Kelly Sherman’s video- and text-based work reveals the dynamics of family and social relationships through carefully constructed charts, graphs, diagrams, and picture sequences. Sherman derives her source materials from her own experiences and those of strangers as gleaned from online searches and personal interviews. In elegantly restrained visual statements that speak to shared humanity, the artist considers the emotive power of a single word, the strategic placement of a symbol, the weight of a demarcating line, and the precise shade of a particular color.

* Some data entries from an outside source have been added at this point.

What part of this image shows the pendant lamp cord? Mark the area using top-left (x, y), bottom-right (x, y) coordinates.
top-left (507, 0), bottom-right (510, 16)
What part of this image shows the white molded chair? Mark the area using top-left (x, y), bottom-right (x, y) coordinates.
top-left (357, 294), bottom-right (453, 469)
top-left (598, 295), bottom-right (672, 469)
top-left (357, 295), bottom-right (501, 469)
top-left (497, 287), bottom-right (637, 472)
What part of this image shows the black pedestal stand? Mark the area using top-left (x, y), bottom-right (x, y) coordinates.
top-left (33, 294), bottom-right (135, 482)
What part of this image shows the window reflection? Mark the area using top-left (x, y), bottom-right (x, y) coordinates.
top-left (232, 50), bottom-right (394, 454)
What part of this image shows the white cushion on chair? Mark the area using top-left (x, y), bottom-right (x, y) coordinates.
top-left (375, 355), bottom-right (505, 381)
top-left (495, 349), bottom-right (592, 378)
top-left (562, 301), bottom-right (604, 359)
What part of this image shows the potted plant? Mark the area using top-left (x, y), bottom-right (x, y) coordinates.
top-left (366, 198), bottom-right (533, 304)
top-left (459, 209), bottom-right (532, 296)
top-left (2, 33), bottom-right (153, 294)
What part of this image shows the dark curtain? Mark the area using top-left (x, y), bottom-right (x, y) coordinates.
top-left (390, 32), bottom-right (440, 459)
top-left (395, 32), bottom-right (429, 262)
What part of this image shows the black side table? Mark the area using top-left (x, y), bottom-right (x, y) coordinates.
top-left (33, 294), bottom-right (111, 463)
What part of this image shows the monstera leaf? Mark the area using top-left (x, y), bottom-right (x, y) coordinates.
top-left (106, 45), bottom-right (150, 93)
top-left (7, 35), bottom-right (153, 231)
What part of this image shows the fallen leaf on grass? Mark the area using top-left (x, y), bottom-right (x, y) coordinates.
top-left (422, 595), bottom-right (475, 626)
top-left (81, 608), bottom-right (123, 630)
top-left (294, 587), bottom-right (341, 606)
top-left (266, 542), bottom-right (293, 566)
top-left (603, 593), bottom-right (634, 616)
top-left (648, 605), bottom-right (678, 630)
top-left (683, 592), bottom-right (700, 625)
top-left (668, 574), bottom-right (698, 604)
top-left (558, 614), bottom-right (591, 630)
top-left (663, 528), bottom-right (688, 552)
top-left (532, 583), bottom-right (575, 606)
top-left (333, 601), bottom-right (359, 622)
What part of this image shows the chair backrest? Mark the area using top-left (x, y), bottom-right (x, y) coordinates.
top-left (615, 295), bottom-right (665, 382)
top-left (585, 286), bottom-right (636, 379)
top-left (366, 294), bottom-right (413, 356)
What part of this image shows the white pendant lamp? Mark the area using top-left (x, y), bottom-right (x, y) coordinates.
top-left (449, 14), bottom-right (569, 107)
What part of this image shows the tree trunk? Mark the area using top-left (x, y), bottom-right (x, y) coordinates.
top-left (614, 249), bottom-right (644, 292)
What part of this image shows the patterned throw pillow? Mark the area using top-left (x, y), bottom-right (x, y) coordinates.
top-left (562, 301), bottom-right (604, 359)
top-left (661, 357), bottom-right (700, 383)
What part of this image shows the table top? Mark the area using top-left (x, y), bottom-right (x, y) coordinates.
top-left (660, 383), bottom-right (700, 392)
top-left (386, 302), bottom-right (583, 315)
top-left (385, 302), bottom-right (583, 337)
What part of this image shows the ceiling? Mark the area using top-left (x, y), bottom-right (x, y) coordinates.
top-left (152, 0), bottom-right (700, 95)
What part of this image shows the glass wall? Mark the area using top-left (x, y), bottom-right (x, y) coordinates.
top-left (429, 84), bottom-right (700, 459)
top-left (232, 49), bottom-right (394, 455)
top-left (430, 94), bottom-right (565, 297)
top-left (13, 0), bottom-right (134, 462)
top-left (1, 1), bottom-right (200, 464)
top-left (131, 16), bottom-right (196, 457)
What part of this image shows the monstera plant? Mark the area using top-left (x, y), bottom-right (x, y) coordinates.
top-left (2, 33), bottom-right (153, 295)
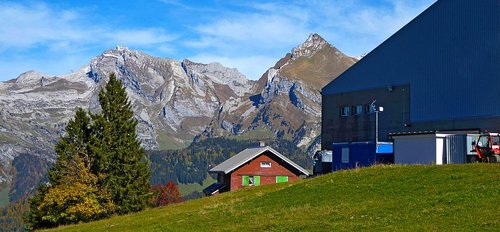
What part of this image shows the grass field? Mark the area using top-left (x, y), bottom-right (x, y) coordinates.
top-left (177, 175), bottom-right (215, 196)
top-left (49, 164), bottom-right (499, 231)
top-left (0, 183), bottom-right (9, 207)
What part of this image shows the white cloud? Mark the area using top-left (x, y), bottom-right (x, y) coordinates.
top-left (186, 14), bottom-right (309, 54)
top-left (0, 0), bottom-right (436, 81)
top-left (182, 3), bottom-right (312, 80)
top-left (183, 0), bottom-right (436, 80)
top-left (0, 2), bottom-right (176, 51)
top-left (323, 0), bottom-right (432, 35)
top-left (304, 0), bottom-right (437, 54)
top-left (0, 1), bottom-right (177, 80)
top-left (0, 2), bottom-right (84, 50)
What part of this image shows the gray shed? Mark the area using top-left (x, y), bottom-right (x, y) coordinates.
top-left (391, 130), bottom-right (479, 165)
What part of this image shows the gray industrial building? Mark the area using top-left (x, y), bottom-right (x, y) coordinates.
top-left (321, 0), bottom-right (500, 150)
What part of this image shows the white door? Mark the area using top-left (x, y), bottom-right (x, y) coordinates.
top-left (436, 138), bottom-right (444, 165)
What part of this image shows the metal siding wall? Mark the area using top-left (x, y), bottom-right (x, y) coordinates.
top-left (321, 85), bottom-right (410, 146)
top-left (394, 134), bottom-right (436, 164)
top-left (322, 0), bottom-right (500, 122)
top-left (410, 0), bottom-right (500, 122)
top-left (332, 143), bottom-right (376, 171)
top-left (446, 135), bottom-right (467, 164)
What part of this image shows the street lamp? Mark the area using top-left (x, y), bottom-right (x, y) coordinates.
top-left (371, 100), bottom-right (384, 144)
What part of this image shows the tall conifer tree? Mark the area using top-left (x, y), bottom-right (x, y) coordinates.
top-left (28, 73), bottom-right (150, 229)
top-left (27, 108), bottom-right (105, 229)
top-left (92, 73), bottom-right (150, 214)
top-left (50, 108), bottom-right (93, 184)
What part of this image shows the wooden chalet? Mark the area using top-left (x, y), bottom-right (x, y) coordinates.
top-left (203, 146), bottom-right (309, 196)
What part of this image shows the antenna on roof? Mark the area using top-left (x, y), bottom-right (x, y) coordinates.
top-left (116, 42), bottom-right (126, 51)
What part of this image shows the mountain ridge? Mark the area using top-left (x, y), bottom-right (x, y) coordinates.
top-left (0, 33), bottom-right (357, 205)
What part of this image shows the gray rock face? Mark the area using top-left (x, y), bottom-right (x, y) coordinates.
top-left (0, 46), bottom-right (257, 189)
top-left (0, 67), bottom-right (97, 194)
top-left (291, 33), bottom-right (329, 60)
top-left (204, 33), bottom-right (356, 153)
top-left (0, 34), bottom-right (356, 201)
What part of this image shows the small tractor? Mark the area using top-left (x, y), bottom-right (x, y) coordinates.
top-left (471, 132), bottom-right (500, 163)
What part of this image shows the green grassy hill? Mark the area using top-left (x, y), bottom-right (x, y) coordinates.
top-left (50, 164), bottom-right (499, 231)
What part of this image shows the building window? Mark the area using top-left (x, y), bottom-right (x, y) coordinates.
top-left (276, 176), bottom-right (288, 183)
top-left (260, 161), bottom-right (271, 168)
top-left (242, 175), bottom-right (260, 186)
top-left (366, 104), bottom-right (376, 114)
top-left (340, 106), bottom-right (351, 116)
top-left (355, 105), bottom-right (364, 115)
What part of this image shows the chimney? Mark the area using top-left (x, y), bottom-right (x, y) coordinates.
top-left (259, 141), bottom-right (266, 147)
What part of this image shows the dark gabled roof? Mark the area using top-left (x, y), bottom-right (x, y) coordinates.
top-left (203, 183), bottom-right (226, 195)
top-left (209, 146), bottom-right (309, 176)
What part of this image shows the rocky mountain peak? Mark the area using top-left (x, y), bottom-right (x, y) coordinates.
top-left (181, 59), bottom-right (248, 83)
top-left (7, 70), bottom-right (57, 89)
top-left (0, 34), bottom-right (360, 205)
top-left (181, 59), bottom-right (253, 98)
top-left (14, 70), bottom-right (47, 82)
top-left (291, 33), bottom-right (329, 60)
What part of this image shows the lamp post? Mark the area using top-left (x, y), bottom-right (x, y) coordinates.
top-left (371, 100), bottom-right (384, 144)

In Wish Lists, Sherman presents forty such lists, taken from the Internet, each on a separate sheet of paper. The lists offer a powerful, suggestive glimpse into the lives of their authors, with hints about their age, gender, and circumstances. The items requested range from the most broad and basic, such as “School,” to the minutely specific, such as “VideoNow Color Disks 3-Pack: Monster Garage 2.”  Individually and collectively, the wish lists reveal how we are shaped by the things we live with and long for—both necessary and not.

Wish Lists, winning Sherman the 2006 James and Audrey Foster Prize, is the first fully text-based work acquired by the ICA/Boston. Though unique in its genre within the collection, it is in dialogue with a range of other works that incorporate found materials and deal with the issue of domesticity, such as those by Alexandre da Cunha, Ellen Gallagher, and Charles LeDray.